1. FORMATION OF THIS AGREEMENT

  • 1.1 Binding Agreement: By signing a Booking Form, both parties agree to be bound by this Agreement to the exclusion of all other terms, including those sent by you. We expressly reject any terms and conditions you may send to us at any time.

  • 1.2 Authority: The individuals signing the Booking Form are deemed to have full authority to do so.

  • 1.3 Changes: No changes may be made to a Booking Form unless agreed upon by both parties in writing.

  • 1.4 Order of Precedence: These General Terms and the Schedule apply to all Booking Forms. Specific Modules are identified in the Booking Form.

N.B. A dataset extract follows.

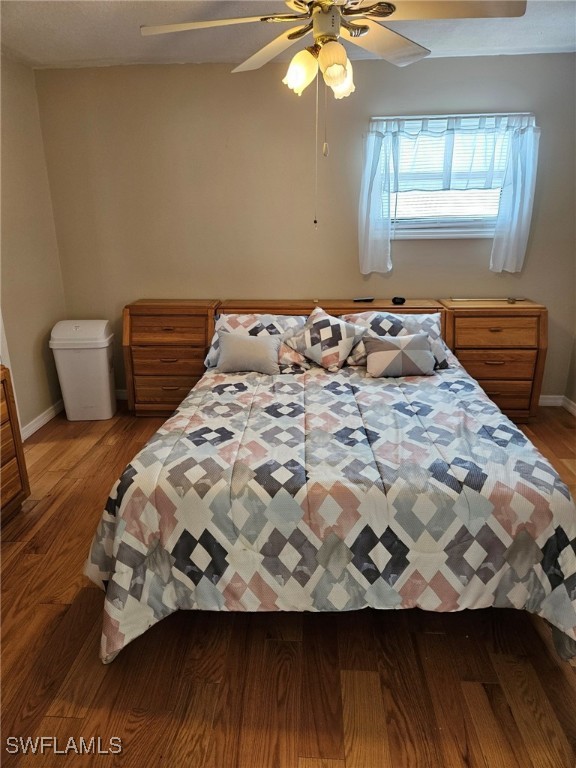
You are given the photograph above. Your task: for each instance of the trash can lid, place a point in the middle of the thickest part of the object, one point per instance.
(81, 334)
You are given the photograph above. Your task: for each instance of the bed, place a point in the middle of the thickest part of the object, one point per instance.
(334, 457)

In case of conflict, General Terms apply first, then Module terms, unless the Booking Form expressly states otherwise.

  • 1.5 Data Privacy: Personal data and business contact details will be processed in accordance with our privacy policy at https://www.nineteengroup.com/privacy-policy.

2. FEE

  • 2.1 Payment: Fees must be paid according to the schedule in the Booking Form. Other sums are due within 30 days of the invoice date.

  • 2.2 VAT: All sums are exclusive of VAT unless otherwise stated.

  • 2.3 Non-Payment: If fees are undisputed but unpaid, we may:

    • (a) Suspend services.

    • (b) Charge interest at 8% above the Bank of England base rate.

    • (c) Recover collection costs.

  • 2.4 No Withholding: You are not entitled to withhold payment due to any counterclaim or set-off.

3. OBLIGATIONS

  • 3.1 Compliance: We will provide services with reasonable skill and care and comply with Applicable Laws. You must also comply with Applicable Laws.

  • 3.2 Personal Service: Services are personal to you and will not be provided to third parties.

  • 3.3 Publicity: You acknowledge our right to publicly announce our business relationship, including on social media.

4. IP RIGHTS

  • 4.1 License to Us: You grant us a worldwide, royalty-free license to use your name and marks to provide the services.

  • 4.2 Module Rights: Rights to use our IP may be granted under specific Modules.

  • 4.3 Protection of Reputation: Neither party shall damage the other’s goodwill or reputation or apply to register the other’s IP.

  • 4.4 Goodwill: Goodwill generated from trade mark use belongs to the owner of that mark.

5. COMPLIANCE

  • 5.1 General Compliance: Both parties must comply with all Applicable Laws.

  • 5.2 Anti-Bribery: Parties must comply with anti-bribery laws (e.g., Bribery Act 2010), their own internal policies, and report any undue financial requests.

  • 5.3 Sanctions: You warrant that you and your parent companies are not listed on any trade or economic sanctions lists.

  • 5.4 Data Protection: Personal Data processing must comply with Applicable Data Protection Legislation.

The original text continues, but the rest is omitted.